Neun Uhr morgens, und schon ist es richtig heiß in Salt Lake City, Hauptstadt des US-Bundesstaates Utah und Mekka von weltweit mehr als 13 Millionen gläubigen Mormonen. Hier haben sich im 19. Jahrhundert die mormonischen Pioniere angesiedelt, Flüchtlinge vor religiöser Verfolgung in anderen Regionen der USA. Hier in der Gegend floriert die streng mormonische Brigham Young University, und hier hat vor mehr als 40 Jahren Mitt Romney studiert, der republikanische Präsidentschaftskandidat von 2012. Hier muss man hinschauen, wenn man den heute 65-jährigen Romney verstehen will.

Pünktlich um neun beginnt der Sonntagsgottesdienst im Stadtteil Bonneville. In der Umgebung der Kirche sonnen sich schmucke Einfamilienhäuser mit blitzblanken Autos in den Einfahrten. Der Rasen ist überall frisch gemäht, Papierschnipsel liegen nirgendwo herum. Im Gemeindesaal schmettert Kevin Kirkpatrick mit lauter Stimme: „Ich will der Beste sein, ich will ein sauberes Leben führen und den Geboten Gottes gehorchen.“ 20 Kinder im Alter zwischen vier und elf Jahren singen mit und deklamieren im Chor die Namen der Propheten ihrer Kirche.

Staat und Religion sind in den USA rechtlich streng voneinander getrennt. Für den Mormonen und Politiker Romney wie für viele seiner Landsleute gehören sie aber untrennbar zusammen. „Kultur, was man glaubt, welche Werte man hat, wie man lebt, das spielt eine große Rolle für jeden Menschen“, sagt der Präsidentschaftsbewerber.

Erfolgreiche Mormonen

Nichts spricht dafür, dass Romneys kulturelle und religiöse Prägung ihm auf seinem bisherigen Lebensweg geschadet hat. Im Gegenteil: Die mormonische Minderheit hat den Ressentiments vieler andersgläubiger Amerikaner zum Trotz in den vergangenen Jahrzehnten überraschend viele erfolgreiche Unternehmer und Top-Manager hervorgebracht. Dazu gehören etwa der frühere Dell-Chef Kevin Rollins, die Mitglieder der Hotel-Dynastie Marriott, der Credit-Suisse-Top-Manager Eric Varvel, vor Jahrzehnten der Automobil-Manager George Romney und heute natürlich dessen Sohn Mitt. Mitt Romney hat als Mitgründer und Chef der Investmentfirma Bain Capital ein Vermögen gemacht, das auf 250 Millionen Dollar geschätzt wird.

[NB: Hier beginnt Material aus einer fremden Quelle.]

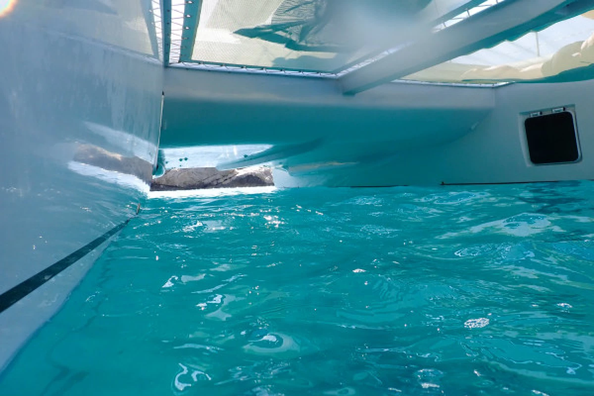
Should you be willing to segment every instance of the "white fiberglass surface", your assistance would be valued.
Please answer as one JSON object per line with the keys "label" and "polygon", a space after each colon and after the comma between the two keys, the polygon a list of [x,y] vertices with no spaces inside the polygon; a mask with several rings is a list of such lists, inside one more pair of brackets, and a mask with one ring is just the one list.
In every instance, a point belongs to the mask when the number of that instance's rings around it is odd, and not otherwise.
{"label": "white fiberglass surface", "polygon": [[594,11],[590,11],[406,79],[460,83],[540,80],[593,63]]}
{"label": "white fiberglass surface", "polygon": [[165,167],[215,167],[263,151],[271,146],[267,144],[195,146],[164,148]]}
{"label": "white fiberglass surface", "polygon": [[481,2],[203,0],[192,61],[336,72]]}

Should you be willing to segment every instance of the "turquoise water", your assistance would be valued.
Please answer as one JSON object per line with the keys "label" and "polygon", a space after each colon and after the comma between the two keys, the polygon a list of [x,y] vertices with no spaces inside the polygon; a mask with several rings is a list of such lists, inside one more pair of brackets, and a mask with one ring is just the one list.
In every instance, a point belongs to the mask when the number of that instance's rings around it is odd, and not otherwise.
{"label": "turquoise water", "polygon": [[593,193],[150,199],[0,393],[594,394]]}

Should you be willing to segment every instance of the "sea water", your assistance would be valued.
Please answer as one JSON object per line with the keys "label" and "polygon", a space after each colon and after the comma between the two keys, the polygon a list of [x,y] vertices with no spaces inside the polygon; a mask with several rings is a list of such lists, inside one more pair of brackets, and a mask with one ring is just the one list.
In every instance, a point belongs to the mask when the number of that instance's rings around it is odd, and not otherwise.
{"label": "sea water", "polygon": [[594,183],[148,199],[0,394],[594,394]]}

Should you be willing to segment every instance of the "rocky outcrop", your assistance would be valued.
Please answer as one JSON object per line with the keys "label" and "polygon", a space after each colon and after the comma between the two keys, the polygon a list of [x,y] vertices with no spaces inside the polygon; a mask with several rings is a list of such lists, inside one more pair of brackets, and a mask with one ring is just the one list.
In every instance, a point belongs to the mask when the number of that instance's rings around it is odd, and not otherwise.
{"label": "rocky outcrop", "polygon": [[273,186],[272,172],[268,168],[244,168],[217,170],[216,168],[169,169],[153,180],[151,191],[194,190]]}

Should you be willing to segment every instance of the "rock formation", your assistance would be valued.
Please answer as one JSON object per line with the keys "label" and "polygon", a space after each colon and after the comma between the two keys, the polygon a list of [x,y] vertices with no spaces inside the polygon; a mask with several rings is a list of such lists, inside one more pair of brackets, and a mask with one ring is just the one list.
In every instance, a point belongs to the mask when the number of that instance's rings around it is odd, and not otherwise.
{"label": "rock formation", "polygon": [[264,167],[217,170],[216,168],[169,169],[153,180],[151,191],[273,186],[272,172]]}

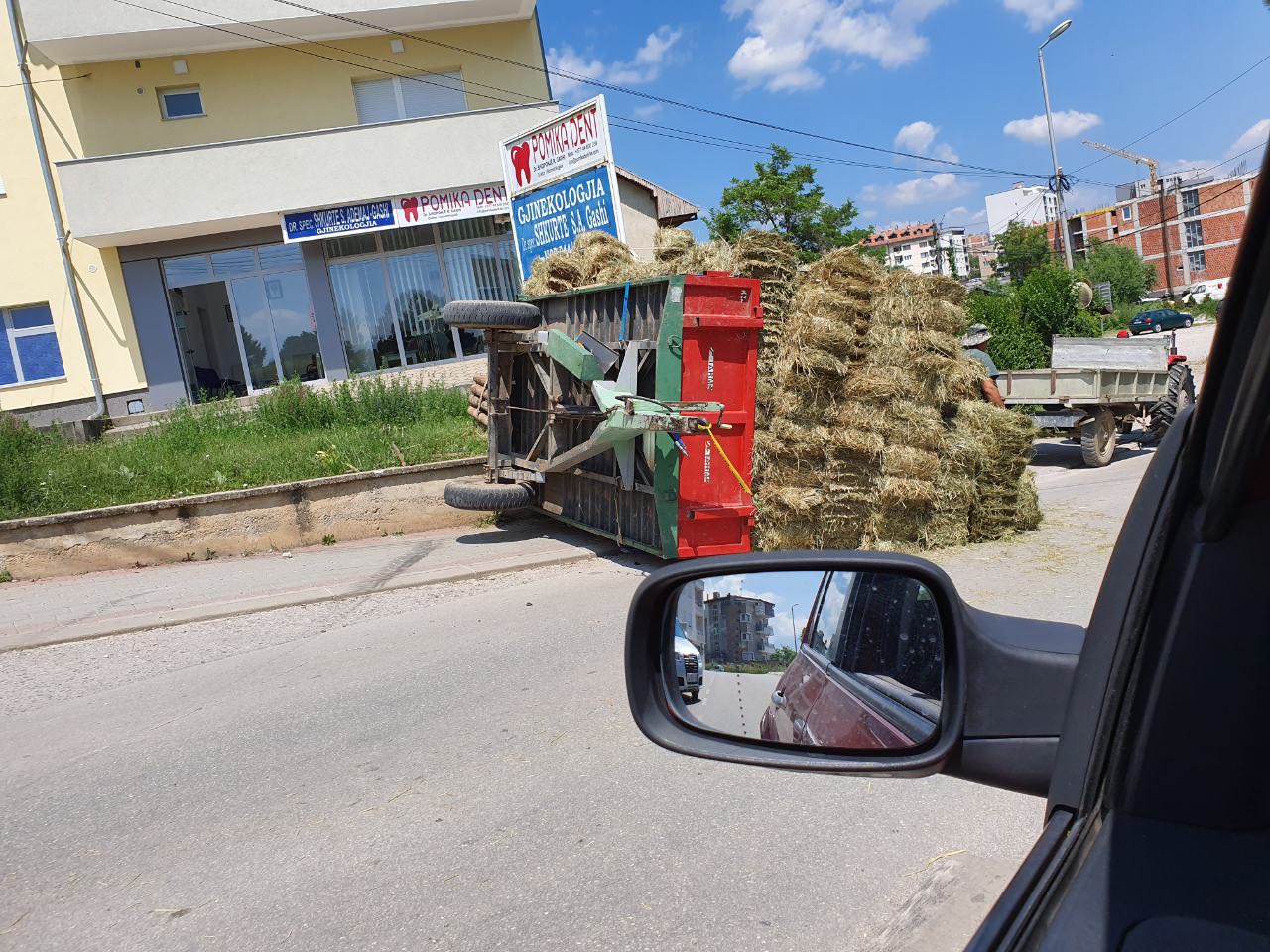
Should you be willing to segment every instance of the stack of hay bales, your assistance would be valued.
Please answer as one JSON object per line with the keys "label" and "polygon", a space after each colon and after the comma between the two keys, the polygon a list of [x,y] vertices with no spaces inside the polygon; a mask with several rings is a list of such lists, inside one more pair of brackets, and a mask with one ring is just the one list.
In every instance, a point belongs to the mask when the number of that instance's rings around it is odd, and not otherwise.
{"label": "stack of hay bales", "polygon": [[966,292],[852,250],[808,267],[787,240],[735,248],[660,228],[654,260],[599,232],[533,263],[528,296],[660,274],[762,282],[756,545],[923,551],[1040,524],[1030,421],[983,399],[961,353]]}
{"label": "stack of hay bales", "polygon": [[927,550],[1035,528],[1030,423],[983,402],[965,291],[852,251],[812,265],[756,442],[762,548]]}
{"label": "stack of hay bales", "polygon": [[781,327],[794,301],[798,282],[799,258],[794,242],[770,231],[747,231],[737,241],[732,273],[739,278],[758,278],[762,282],[763,331],[758,347],[758,423],[771,415],[776,387],[772,374],[776,369],[776,350],[780,347]]}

Romney unterscheide nicht zwischen geistlichem und weltlichem Leben, sagt Jeff Benedict, erfolgreicher mormonischer Buchautor. „Der mormonische Stil in der Wirtschaft“, so ein Buchtitel Benedicts, äußere sich bei allen mormonischen Top-Managern in „enormem Ehrgeiz“, dem sie auch gerecht würden: „Was sie von anderen Managern unterscheidet, ist, dass ihre Kirche enorme Forderungen an sie stellt.“

Ehrgeiz und Askese – Mormonen trinken keinen Alkohol, keinen Kaffee und keinen Tee –, Eigenverantwortung, Opferbereitschaft und Disziplin: All das befördert Managerkarrieren wie politische Laufbahnen.